UniBone: Linux-to-DEC-UNIBUS-bridge, year #1

Paul Koning paulkoning at comcast.net
Fri Nov 22 13:22:53 CST 2019

> On Nov 22, 2019, at 2:09 PM, Tom Uban <tom at figureeightbrewing.com> wrote:
> On 11/22/19 1:01 PM, Paul Koning via cctalk wrote:
>>> On Nov 21, 2019, at 10:13 PM, Chris Zach via cctalk <cctalk at classiccmp.org> wrote:
>>> I *think* (and this is putting the wayback hat on) that the RH11 originally was the controller for the RS03 and RS04 fixed head disk drives. The dual Unibus was so you could put them on Unibus A for talking to the 11/45's main bus with data transfers ripping across Unibus B directly to the dual-ported memory on the 45.
>>> Thus one of the Unibus ports didn't need to worry about arbitration (it was the only thing on the bus) and could stream data from the (very quick) RS03/04's right into memory for the ultimate swap device.
>> Nice swap device, certainly.  But the RS04 isn't actually all that fast.  The book says 4 microseconds per word, compare that with the RP04 at 2.5 microseconds per word.  I remember we got an RP04 on our college 11/45 in 1974 or early 1975, but that one still had an RF11 swapping disk.  So it's not clear to me which came first.
> But being a fixed head drive, the RS04 has no seek latency, so probably faster overall than a moving
> head drive.

Absolutely, that makes it great for swapping.  But the RH11 issue is purely about transfer rate, and for that concern the RS04 is just not a problem at all.

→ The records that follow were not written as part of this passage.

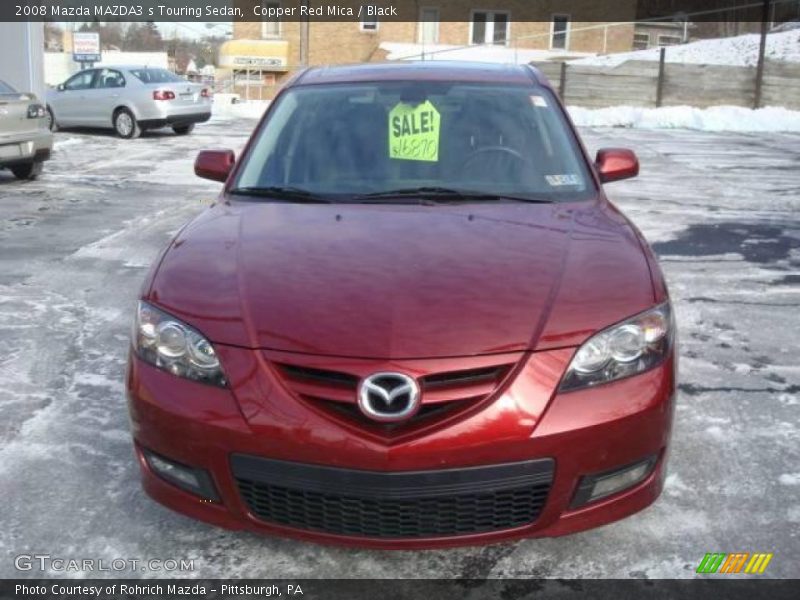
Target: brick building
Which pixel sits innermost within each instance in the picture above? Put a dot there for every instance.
(263, 54)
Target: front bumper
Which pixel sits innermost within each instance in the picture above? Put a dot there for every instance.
(32, 146)
(259, 434)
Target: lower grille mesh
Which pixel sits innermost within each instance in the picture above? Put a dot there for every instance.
(456, 511)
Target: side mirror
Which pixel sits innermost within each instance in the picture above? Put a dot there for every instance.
(215, 165)
(614, 164)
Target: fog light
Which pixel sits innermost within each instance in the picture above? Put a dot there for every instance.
(600, 485)
(190, 479)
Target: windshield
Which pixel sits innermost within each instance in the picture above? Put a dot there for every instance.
(155, 76)
(348, 141)
(5, 88)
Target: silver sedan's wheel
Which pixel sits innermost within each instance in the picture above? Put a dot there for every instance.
(125, 124)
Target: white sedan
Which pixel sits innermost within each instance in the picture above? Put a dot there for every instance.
(128, 99)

> We had an RS04 swap device on our 11/70 at Purdue Electrical Engineering Network running BSD Unix.
> It had been running for so long that the disk/head lubricant had worn away. If it was ever spun
> down, it would have to be hand spun to overcome the initial friction, but then it was fine.

Our college RF11 ran into this, but in that case some of the plastic involved apparently melted, gluing the heads to the platter.  The local field service tech rebuilt the drive, on site (!), replacing platter and heads and reformatting the timing track.  Worked fine.  An impressive performance, one certainly not to be expected from his younger "just swap the board" technicians.